MU professor’s glaucoma modeling reaches breakthrough
MU Electrical Engineering and Computer Science Professor Giovanna Guidoboni has been working on building models to help formalize the cause and effect mechanisms and hypotheses of clinicians throughout her career.
She and her research group’s most recent breakthrough came when their theoretical predictions in the realm of glaucoma were confirmed by a population-based study of nearly 10,000 subjects. Glaucoma is a disease of the eye wherein the optic nerve degenerates progressively, potentially causing blindness if not treated rapidly.
Research and previous modeling efforts in this area were inconclusive. Some publications said that the increase in intraocular pressure often associated with glaucoma would decrease blood flow to the eye. Others said the intraocular pressure had little to no effect on blood flow.
“I was working to try to clarify the big confusion related to the interaction between the intraocular pressure, blood flow, blood pressure and vascular regulation and their associations with glaucoma,” Guidoboni explained. “It took approximately a year to pin down one particular question to address: If we increase the intraocular pressure, do we expect blood flow in the eye to decrease?”
The research began during her time at Indiana University-Purdue University-Indianapolis (IUPUI). Guidoboni partnered with ocular physiologist prof. Alon Harris, director of clinical research at the Eugene and Marilyn Glick Eye Institute in Indianapolis, and utilized his data, along with blood flow data related to both humans and animals, to develop the first mathematical models describing the mechanisms that govern ocular hemodynamics.
“I was amazed at how so many things could actually be visualized in the eye, I was thinking that if they already had all of this information, why do they need us?” Guidoboni recalled of her first visit to Harris’ lab. “Dr. Harris said they had been collecting data for decades, but they couldn’t make sense of the mechanisms that were giving rise to the data in the first place.”
Put more simply: Clinicians knew what was happening but weren’t sure about the mechanical reasons why, which is the exact arena in which engineers thrive. Guidoboni and her team began to build mathematical models that could account for the discrepancies and help better predict why exactly blood flow might be limited in the eye and what factors determine whether it is or isn’t. Blood pressure became a critical factor, one that could be explained using basic fluid mechanics.

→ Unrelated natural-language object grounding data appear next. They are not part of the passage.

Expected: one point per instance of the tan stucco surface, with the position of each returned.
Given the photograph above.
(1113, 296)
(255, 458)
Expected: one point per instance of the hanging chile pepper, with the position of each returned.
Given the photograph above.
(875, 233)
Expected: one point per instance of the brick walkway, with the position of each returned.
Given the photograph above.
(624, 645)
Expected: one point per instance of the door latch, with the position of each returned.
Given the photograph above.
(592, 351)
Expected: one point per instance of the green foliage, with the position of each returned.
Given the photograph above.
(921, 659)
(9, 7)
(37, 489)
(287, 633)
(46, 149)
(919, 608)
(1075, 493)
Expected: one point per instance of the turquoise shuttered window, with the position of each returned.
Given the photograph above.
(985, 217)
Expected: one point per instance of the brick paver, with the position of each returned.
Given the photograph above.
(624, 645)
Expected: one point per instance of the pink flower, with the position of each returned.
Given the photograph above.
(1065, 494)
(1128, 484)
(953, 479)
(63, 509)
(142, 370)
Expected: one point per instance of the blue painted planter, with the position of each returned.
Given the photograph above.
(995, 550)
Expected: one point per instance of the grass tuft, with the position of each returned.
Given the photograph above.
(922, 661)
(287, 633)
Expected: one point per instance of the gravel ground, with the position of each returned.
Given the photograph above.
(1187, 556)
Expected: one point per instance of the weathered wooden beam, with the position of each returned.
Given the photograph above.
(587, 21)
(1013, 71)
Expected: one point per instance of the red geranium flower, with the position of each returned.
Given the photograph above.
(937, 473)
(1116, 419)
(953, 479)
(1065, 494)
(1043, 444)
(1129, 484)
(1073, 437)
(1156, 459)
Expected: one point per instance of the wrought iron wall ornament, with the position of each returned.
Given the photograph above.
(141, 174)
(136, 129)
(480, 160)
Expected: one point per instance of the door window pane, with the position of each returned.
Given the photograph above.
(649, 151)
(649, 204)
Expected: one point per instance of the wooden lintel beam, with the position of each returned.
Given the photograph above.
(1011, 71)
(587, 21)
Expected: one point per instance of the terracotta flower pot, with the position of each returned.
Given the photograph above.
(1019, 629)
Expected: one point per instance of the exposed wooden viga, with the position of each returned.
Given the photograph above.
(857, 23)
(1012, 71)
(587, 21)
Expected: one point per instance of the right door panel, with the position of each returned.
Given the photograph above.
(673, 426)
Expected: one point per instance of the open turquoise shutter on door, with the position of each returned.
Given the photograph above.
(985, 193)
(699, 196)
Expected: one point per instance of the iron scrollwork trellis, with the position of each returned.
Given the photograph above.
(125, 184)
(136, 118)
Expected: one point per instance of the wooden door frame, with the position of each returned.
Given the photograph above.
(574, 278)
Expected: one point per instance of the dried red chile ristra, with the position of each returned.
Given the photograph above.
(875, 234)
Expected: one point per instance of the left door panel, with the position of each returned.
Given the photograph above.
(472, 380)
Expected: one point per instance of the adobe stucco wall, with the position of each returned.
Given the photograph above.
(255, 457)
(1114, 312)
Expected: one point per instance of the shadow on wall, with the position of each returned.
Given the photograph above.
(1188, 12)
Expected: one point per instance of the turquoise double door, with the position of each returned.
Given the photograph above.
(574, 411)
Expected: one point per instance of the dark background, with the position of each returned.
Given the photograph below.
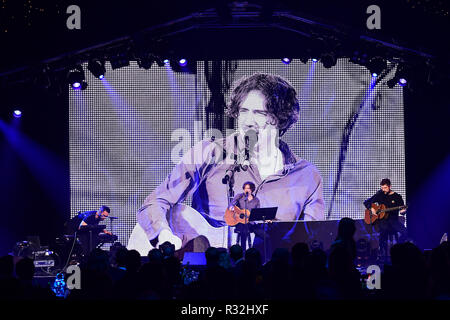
(27, 208)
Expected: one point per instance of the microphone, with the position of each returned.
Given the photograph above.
(228, 175)
(246, 162)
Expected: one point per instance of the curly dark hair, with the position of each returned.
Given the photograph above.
(251, 184)
(281, 98)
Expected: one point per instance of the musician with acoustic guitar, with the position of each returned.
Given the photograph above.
(239, 211)
(267, 106)
(382, 210)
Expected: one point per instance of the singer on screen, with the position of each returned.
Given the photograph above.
(265, 107)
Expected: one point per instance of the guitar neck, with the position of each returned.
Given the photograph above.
(392, 209)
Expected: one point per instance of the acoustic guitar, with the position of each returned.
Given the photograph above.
(233, 217)
(381, 212)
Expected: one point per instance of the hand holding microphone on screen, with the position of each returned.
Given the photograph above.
(167, 235)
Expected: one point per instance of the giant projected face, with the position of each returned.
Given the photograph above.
(157, 155)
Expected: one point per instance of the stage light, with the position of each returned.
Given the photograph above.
(328, 60)
(119, 61)
(182, 62)
(377, 65)
(145, 63)
(97, 68)
(75, 77)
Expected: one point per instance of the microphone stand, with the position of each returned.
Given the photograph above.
(229, 180)
(246, 232)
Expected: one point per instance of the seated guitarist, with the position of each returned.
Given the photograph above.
(391, 224)
(246, 201)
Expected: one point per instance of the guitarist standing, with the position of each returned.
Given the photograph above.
(391, 224)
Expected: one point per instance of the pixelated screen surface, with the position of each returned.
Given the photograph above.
(122, 145)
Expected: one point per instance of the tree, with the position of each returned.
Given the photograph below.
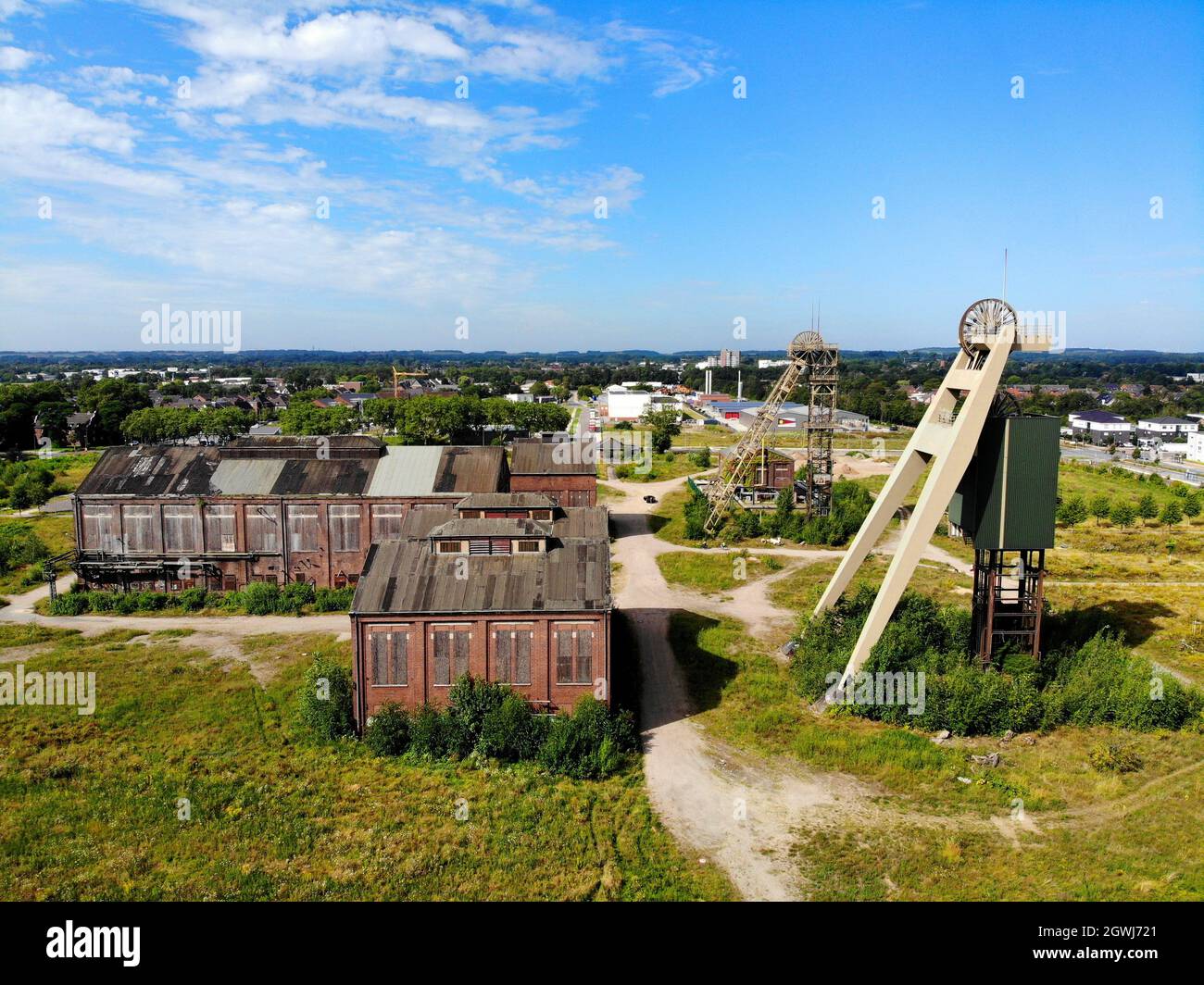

“The higher the pressure inside the tube, the stronger the tube will be to resist external pressure,” Guidoboni said.
The team since has built several models related to blood flow in various areas of the eye and have set about validating them based on parameters gleaned from pouring through years of previous research. These models allow clinicians to predict possible reasons for blood flow issues and can lead to improved care.
“Now, really, we have developed a series of models capable of describing blood flow in the retina and other vascular beds in the eye,” Guidoboni said. “We’re now capable of simulating oxygen dynamics throughout the system and its relationship with hemodynamics and biomechanics, whose pathological alterations may lead to the degeneration of the optic nerve affecting glaucoma patients.”